Valentina, divertida por la seriedad del momento, recogió su libreta y salió al jardín con una de las chicas de servicio, dejando tras de sí un eco infantil que alivió por un instante la tensión. Elena hizo un gesto para que Greeicy la siguiera hasta el vestidor privado que habían preparado para ella.
El ambiente allí era distinto. El vestidor estaba iluminado con lámparas de cristal que bañaban el espacio con una luz cálida, y sobre una percha de terciopelo colgaba un vestido que parecía sacado de una pasarela europea: verde jade, de seda pura, ceñido al cuerpo, con una cola suave que se deslizaba como agua y un escote corazón enmarcado con pedrería fina que brillaba bajo la luz.
—Quiero que uses esto esta noche —dijo Elena, con una calma que no dejaba espacio a réplica.

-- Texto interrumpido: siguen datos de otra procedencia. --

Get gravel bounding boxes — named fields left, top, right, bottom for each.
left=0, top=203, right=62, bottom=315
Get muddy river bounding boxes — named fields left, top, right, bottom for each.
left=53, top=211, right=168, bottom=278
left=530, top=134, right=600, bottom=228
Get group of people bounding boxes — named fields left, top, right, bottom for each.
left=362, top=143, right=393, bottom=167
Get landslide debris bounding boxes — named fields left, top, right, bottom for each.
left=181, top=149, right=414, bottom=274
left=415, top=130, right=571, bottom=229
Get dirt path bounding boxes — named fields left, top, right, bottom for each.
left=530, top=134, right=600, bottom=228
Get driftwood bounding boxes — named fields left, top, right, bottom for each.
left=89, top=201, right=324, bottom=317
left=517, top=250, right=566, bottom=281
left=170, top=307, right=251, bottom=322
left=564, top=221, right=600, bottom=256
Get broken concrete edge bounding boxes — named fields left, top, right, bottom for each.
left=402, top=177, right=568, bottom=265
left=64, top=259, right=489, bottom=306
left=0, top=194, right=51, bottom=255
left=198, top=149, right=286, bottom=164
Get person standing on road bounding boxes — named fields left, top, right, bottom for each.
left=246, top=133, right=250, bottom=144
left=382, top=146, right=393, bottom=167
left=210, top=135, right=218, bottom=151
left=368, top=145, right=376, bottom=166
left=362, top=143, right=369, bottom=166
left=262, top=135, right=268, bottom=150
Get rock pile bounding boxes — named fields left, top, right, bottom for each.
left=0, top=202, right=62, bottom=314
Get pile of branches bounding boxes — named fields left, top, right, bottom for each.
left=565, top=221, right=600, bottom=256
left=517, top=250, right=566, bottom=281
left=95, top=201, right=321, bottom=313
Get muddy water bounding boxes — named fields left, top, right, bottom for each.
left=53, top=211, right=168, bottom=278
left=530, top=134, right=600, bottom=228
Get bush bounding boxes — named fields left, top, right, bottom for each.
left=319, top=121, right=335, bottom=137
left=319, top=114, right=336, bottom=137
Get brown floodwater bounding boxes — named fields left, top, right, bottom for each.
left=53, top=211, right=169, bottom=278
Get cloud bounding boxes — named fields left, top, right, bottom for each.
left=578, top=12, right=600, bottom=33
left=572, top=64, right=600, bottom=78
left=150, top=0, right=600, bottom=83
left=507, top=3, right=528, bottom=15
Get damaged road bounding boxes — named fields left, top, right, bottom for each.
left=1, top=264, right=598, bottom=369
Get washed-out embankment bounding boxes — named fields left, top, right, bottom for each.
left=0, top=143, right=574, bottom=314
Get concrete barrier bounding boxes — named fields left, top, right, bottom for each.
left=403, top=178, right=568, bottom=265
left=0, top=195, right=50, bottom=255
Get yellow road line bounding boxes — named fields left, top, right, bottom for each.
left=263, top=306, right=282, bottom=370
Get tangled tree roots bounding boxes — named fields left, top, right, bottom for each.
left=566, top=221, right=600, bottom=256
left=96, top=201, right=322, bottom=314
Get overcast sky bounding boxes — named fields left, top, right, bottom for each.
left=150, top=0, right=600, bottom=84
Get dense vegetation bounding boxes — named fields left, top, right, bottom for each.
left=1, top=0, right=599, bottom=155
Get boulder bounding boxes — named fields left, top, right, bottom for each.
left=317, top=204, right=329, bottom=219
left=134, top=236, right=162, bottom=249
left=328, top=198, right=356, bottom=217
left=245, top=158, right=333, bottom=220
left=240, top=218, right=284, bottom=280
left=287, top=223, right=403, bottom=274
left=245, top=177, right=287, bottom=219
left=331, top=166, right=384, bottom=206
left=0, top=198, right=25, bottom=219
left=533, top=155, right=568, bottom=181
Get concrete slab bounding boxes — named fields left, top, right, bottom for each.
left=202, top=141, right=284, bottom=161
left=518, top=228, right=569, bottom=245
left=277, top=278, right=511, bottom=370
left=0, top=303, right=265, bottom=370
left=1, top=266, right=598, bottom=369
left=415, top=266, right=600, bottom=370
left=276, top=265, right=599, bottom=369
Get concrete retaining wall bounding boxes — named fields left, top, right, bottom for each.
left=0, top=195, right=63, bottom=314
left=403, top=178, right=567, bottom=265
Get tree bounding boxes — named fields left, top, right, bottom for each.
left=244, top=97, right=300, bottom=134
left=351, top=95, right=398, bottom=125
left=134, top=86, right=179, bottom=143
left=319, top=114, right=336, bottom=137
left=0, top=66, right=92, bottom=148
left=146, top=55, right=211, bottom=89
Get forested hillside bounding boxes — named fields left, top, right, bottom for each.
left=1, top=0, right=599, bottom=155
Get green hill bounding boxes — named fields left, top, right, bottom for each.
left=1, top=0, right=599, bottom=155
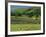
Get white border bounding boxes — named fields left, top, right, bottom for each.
left=8, top=2, right=43, bottom=35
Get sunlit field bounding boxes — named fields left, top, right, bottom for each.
left=11, top=16, right=41, bottom=31
left=11, top=24, right=40, bottom=31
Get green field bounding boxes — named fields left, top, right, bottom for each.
left=11, top=24, right=41, bottom=31
left=11, top=16, right=41, bottom=31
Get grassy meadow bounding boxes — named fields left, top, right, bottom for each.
left=11, top=24, right=40, bottom=31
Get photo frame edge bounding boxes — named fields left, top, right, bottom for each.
left=5, top=1, right=45, bottom=37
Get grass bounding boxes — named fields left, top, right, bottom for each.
left=11, top=23, right=41, bottom=31
left=11, top=16, right=41, bottom=31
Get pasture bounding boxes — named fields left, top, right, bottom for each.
left=11, top=16, right=41, bottom=31
left=11, top=24, right=41, bottom=31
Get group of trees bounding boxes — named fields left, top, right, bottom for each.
left=11, top=7, right=41, bottom=17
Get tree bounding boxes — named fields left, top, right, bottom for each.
left=32, top=7, right=41, bottom=20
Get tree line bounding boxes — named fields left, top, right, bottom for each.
left=11, top=7, right=41, bottom=17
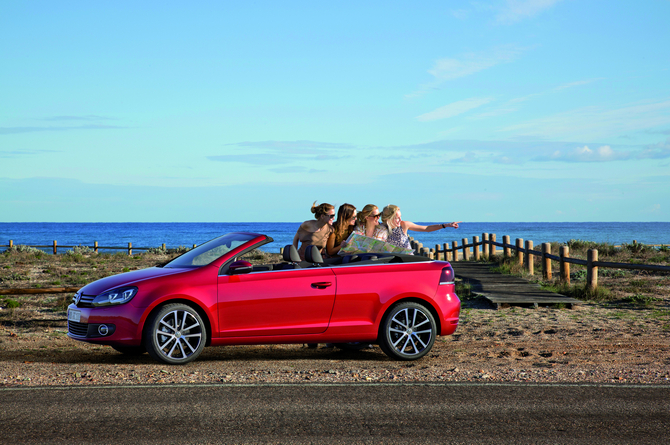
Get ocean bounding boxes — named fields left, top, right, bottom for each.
left=1, top=222, right=669, bottom=254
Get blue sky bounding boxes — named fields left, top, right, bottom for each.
left=1, top=0, right=669, bottom=222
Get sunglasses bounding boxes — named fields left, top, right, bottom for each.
left=368, top=213, right=380, bottom=219
left=326, top=214, right=335, bottom=219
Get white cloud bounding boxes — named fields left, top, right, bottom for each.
left=497, top=0, right=563, bottom=24
left=407, top=46, right=526, bottom=98
left=416, top=97, right=494, bottom=122
left=637, top=137, right=670, bottom=159
left=499, top=99, right=670, bottom=140
left=535, top=145, right=631, bottom=163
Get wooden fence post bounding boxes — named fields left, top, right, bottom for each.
left=587, top=248, right=598, bottom=291
left=560, top=246, right=570, bottom=285
left=542, top=243, right=552, bottom=280
left=442, top=243, right=451, bottom=261
left=162, top=243, right=166, bottom=250
left=443, top=243, right=451, bottom=262
left=452, top=241, right=459, bottom=262
left=94, top=241, right=98, bottom=254
left=53, top=240, right=57, bottom=255
left=516, top=238, right=524, bottom=265
left=462, top=238, right=468, bottom=261
left=9, top=240, right=13, bottom=249
left=525, top=240, right=534, bottom=275
left=482, top=233, right=489, bottom=258
left=490, top=234, right=497, bottom=256
left=503, top=235, right=511, bottom=258
left=414, top=242, right=423, bottom=256
left=128, top=242, right=132, bottom=256
left=473, top=236, right=480, bottom=261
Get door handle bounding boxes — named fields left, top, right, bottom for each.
left=311, top=282, right=332, bottom=289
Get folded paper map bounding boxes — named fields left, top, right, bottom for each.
left=339, top=233, right=414, bottom=255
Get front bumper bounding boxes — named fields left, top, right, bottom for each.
left=67, top=303, right=143, bottom=345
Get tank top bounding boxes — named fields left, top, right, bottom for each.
left=387, top=226, right=412, bottom=250
left=295, top=222, right=333, bottom=260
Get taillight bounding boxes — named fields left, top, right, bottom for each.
left=440, top=266, right=454, bottom=285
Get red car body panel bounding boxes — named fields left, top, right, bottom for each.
left=68, top=232, right=460, bottom=356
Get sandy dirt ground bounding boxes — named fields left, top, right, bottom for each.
left=2, top=296, right=669, bottom=387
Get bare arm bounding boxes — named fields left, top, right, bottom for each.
left=325, top=232, right=339, bottom=256
left=292, top=231, right=300, bottom=249
left=402, top=221, right=461, bottom=233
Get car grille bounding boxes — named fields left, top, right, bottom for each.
left=73, top=294, right=95, bottom=308
left=68, top=320, right=88, bottom=337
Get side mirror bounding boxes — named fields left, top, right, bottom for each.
left=228, top=260, right=253, bottom=275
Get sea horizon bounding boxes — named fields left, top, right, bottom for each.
left=1, top=222, right=668, bottom=254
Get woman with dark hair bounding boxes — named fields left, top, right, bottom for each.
left=292, top=201, right=335, bottom=261
left=325, top=203, right=357, bottom=257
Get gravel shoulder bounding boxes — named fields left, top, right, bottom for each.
left=2, top=250, right=669, bottom=387
left=2, top=298, right=669, bottom=387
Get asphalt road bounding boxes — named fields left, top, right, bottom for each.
left=1, top=383, right=668, bottom=444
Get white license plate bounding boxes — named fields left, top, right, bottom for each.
left=68, top=309, right=81, bottom=323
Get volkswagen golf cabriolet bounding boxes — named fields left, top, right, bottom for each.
left=67, top=232, right=460, bottom=364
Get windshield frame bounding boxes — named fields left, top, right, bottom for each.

Greeicy se acercó al vestido. Su respiración se entrecortó al verlo de cerca. Era deslumbrante. Majestuoso. Y también distante de su estilo sencillo. Pero entendió al instante que no se trataba de su gusto personal: era un símbolo, una armadura.
—Es muy hermoso —susurró, con un respeto que ocultaba su incomodidad.
—No solo hermoso —corrigió Elena, cruzando los brazos—. Es elegante, es poderoso, y está hecho para que ninguna otra mujer en ese salón pueda competir contigo… al menos no en presencia. No debes permitir que te vean como un adorno más de Dylan. Esta noche representas a la familia. Y a tu esposo.
El peso de esas palabras cayó sobre Greeicy como una losa. Su corazón latió con fuerza. No era solo una gala. Era una prueba.
—El peinado —continuó Elena, dando vueltas alrededor del vestido como una general preparando su estrategia— debe ser recogido, con un toque clásico. Usarás los zafiros que mandaré en una caja especial y los tacones que elegí personalmente. Quiero que todas las miradas se giren cuando entres… y que todas las lenguas callen al verte.
Greeicy tragó saliva. La incomodidad la atravesaba, pero también entendía la intención detrás del mandato. Elena no buscaba belleza: buscaba poder. Buscaba que su nuera se convirtiera en un estandarte.
Y así, con la compostura que había aprendido a dominar, respondió:
—Será como usted desea.
Elena sonrió, satisfecha, con una chispa de orgullo en los ojos.
—Buena chica. Confío en que sabrás comportarte y brillar.
El silencio se extendió un instante entre ambas. Greeicy acarició con la yema de los dedos la tela del vestido, y en ese roce sintió el contraste entre la suavidad de la seda y la dureza de la responsabilidad que estaba a punto de cargar sobre los hombros.
Mientras tanto, en la casa Suárez, la atmósfera era radicalmente distinta.
Greta, encerrada en su habitación, había extendido sobre su cama una selección de vestidos que podían paralizar a cualquier diseñador. Brillos, sedas, transparencias, telas de alta costura que gritaban lujo. Sin embargo, había uno en particular que capturaba toda su atención: rojo encendido, con una abertura lateral que llegaba casi a la cadera, espalda completamente descubierta y un escote que desafiaba la gravedad. Era provocador, audaz, incendiario.
Se colocó frente al espejo, sosteniendo el vestido contra su cuerpo, y sonrió con malicia.
—Que se atrevan a ignorarme esta noche —susurró con un veneno suave en la voz—. Que se atrevan a decir que Greeicy se ve mejor que yo.
El reflejo le devolvió la imagen de una mujer lista para la guerra. La rabia en sus ojos no era solo por celos. Era por orgullo herido. Por sentirse desplazada, invisibilizada en un escenario en el que siempre había reinado. La prensa, los murmullos, incluso su propio padre habían comenzado a girar la mirada hacia esa intrusa que, sin pedir permiso, había conquistado un espacio que a ella le pertenecía por derecho.
La puerta se abrió sin previo aviso. Amalia entró con los brazos cruzados, observando a su hija en silencio durante unos segundos antes de hablar.
—¿Eso vas a ponerte? —preguntó con un deje de juicio, aunque sin verdadero interés en detenerla.
Greta arqueó una ceja, sonriendo sin vergüenza.
—Exactamente. Si Greeicy piensa deslumbrar con elegancia, yo voy a incendiar el lugar. Que todos recuerden quién soy yo. La verdadera Suárez.
Amalia no respondió de inmediato. La observó con una mezcla de resignación y cálculo. Luego giró sobre sus talones y salió sin más, dejando a su hija frente al espejo con la certeza de que esa noche no solo sería un baile… sería un campo de batalla.